LONDON – On July 12, the International Tribunal for the Law of the Sea will issue its ruling on China’s claim to practically all of the South China Sea. And already the main military contenders are moving more forces into the region.
China’s Maritime Safety Administration announced that naval and air forces will carry out seven days of exercises in an area extending from Hainan to the Paracel Islands off the Vietnamese coast. The exercises will end July 11, just one day before the tribunal’s ruling is released, so they will still be around if things get more exciting after that.
They might well get more exciting, because the U.S. Navy’s Task Force 70, including aircraft carrier USS Ronald Reagan, has moved to the South China Sea. Its task, says its commander, Rear-Adm. John D. Alexander, is “to maintain the seas open for all to use.”
The Chinese Defense Ministry’s spokesman, Col. Wu Qian, warned last Thursday that this is “an act of militarization in the South China Sea and it endangers regional peace and stability. But I’d like to say that the U.S. side is making the wrong calculation. The Chinese armed forces never give in to outside forces.” And on Friday President Xi Jinping declared that China will never compromise on sovereignty and is “not afraid of trouble.”
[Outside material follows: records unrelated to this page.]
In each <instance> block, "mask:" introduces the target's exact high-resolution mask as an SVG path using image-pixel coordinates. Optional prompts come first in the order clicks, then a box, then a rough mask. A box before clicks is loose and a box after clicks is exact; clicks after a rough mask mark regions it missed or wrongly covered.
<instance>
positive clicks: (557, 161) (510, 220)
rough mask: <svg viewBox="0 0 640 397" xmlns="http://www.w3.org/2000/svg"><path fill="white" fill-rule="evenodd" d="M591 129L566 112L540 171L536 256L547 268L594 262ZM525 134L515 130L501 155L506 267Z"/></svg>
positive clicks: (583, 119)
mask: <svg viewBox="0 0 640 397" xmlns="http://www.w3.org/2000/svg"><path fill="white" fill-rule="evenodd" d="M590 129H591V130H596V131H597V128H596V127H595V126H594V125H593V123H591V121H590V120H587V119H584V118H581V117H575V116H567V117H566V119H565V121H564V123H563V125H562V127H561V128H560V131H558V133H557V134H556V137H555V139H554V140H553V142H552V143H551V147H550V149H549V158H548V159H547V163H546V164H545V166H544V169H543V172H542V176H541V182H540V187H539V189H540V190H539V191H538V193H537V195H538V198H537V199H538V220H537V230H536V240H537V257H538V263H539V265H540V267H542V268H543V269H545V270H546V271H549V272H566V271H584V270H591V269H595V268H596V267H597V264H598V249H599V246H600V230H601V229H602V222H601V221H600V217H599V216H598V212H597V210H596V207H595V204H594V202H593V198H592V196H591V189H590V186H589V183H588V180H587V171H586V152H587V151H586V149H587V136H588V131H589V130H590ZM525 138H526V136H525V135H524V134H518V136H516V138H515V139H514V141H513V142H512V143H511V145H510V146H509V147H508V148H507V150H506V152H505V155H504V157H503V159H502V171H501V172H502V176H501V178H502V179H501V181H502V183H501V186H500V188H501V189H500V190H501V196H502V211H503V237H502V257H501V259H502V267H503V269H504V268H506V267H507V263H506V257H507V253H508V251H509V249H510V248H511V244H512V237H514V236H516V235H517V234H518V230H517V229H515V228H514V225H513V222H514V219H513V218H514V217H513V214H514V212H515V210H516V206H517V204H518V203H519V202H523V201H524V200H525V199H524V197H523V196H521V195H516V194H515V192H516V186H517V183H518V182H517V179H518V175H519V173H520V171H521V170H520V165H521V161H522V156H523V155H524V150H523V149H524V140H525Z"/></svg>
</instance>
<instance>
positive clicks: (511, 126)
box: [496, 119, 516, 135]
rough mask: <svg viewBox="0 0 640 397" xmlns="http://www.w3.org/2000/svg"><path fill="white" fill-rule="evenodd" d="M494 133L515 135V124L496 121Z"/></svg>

So the stage may be set for a serious U.S.-Chinese military confrontation if the Hague tribunal rules against China’s claim next week as expected. The U.S. military fears that China may respond by declaring an air defense identification zone over the whole of the South China Sea, like the ADIZ it declared in the East China Sea in 2013 in its quarrel with Japan over disputed islands there.
Both America and Japan refused to recognize that ADIZ and sent their own military aircraft to fly through it. The U.S. Navy would unquestionably respond in the same way to a Chinese-declared ADIZ in the South China Sea — and last February China installed two batteries of anti-aircraft missiles with a range of 200 km on Woody Island in the Paracels.
In a worst-case analysis, therefore, we could be only a week away from a major military clash between the United States and China in the South China Sea. But it really shouldn’t go that far, because the Hague tribunal’s ruling will have no practical effect.
China’s “nine-dash line” claim to almost 90 percent of the South China Sea looks preposterous on a map — it extends more than 1,000 km from China while coming within less than 100 km off the Filipino, Malaysian and Vietnamese coasts — but it is taken very seriously in China. The historical justifications for China’s claim are flimsy, but beginning with the seizure by force of the Paracel Islands from Vietnam in 1974, China has extended its control to most of tiny islands and reefs in the entire area.
In the past three years it has expanded seven of these tiny footholds with concrete and landfill, building airstrips, port facilities and other potential military assets on them. In February, for the first time, it put weapons on them. Whether or not this was directly in response to the case brought against it in The Hague by the Philippines in 2013, it certainly had the effect of making a military confrontation more likely.
But China stated in advance that it would not recognize any ruling on the validity of its claim by the U.N.-backed Hague tribunal, which has no way to enforce its decision. So it should not feel obliged to resort to military force to defend its claim, any more than the U.S. should feel any need to use force to challenge it — in theory.
Behind the sometimes belligerent rhetoric from Beijing, there has been a long-standing policy that China should avoid military confrontations with other great powers until it has grown strong enough economically to stand a good chance of winning. It’s not there yet, so it should still be gun-shy. But there may now be another consideration at work.
The social contract that keeps the Chinese Communist Party in power is simple: so long as the party delivers steadily rising living standards, the population will accept its dictatorial rule. For almost 30 years it has kept its side of the bargain, with economic growth rates of between 8 and 10 percent per year.
But even the party admits that the growth rate is now down to 6 percent, and hardly anybody else believes it is even four percent. Some observers think the economy may not be growing at all this year. If that is the case, then the regime is drifting into dangerous waters, and it will need a foreign distraction to divert public attention from its failure.
An exciting but carefully contained confrontation over the South China Sea with the U.S. and its allies could be the solution, igniting nationalist passions in China and generating support for the regime, but the tricky bit is keeping it “carefully contained.” Once you start down that road, you cannot be sure where it will take you.
Gwynne Dyer is an independent journalist.